Robert’s mother had a large Farm Master incubator, in which she hatched ducklings, goslings, and some of the chicks that Joe raised in his chicken business. Robert’s father purchased the majority of his chicks from Henderson Poultry in Oxford.

“He just hatched,” Ida said, while Robert held the downy yellow duckling in the palms of his hands. Its bright eyes sparkled. Its orange bill curved upward in what appeared to be a smile. “Come see the others,” said Ida, taking the duckling from Robert’s outstretched arms.
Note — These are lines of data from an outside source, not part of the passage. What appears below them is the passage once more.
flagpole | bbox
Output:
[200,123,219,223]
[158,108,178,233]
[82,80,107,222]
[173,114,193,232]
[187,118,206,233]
Robert followed his mother to the breezeway where the incubator stood. An early summer breeze carried the not unpleasant scent of eggs hatching in the warmth of the brown wooden box on green painted legs. Ida unlatched the door with its slender glass window on one side of the box and let it swing downward on its hinges. She slid the tray forward. Among the eggs on the tray were several that were pipping: that is, the bills of the ducklings inside were breaking away the shell on one end, so that the ducklings could emerge from the eggs. Robert stared in wonder at the tiny bills pushing at the inner lining where bits of the outer shell had fallen away. One damp duckling was all the way free and was drying while resting from her effort to escape.

Ida soon slid the tray back into position and swung the latch around. She had removed the damp duckling, which she gently set in the same bushel basket where she had placed the happy creature that had awakened Robert. Even though the morning was warm, a red heat lamp hanging by its black cord from a hook in the ceiling was suspended not far above the basket, which was lined with newspapers.

“Peep, peep, peep,” said Robert’s duckling. “Peep, peep,” replied its slightly damp, tired nest mate.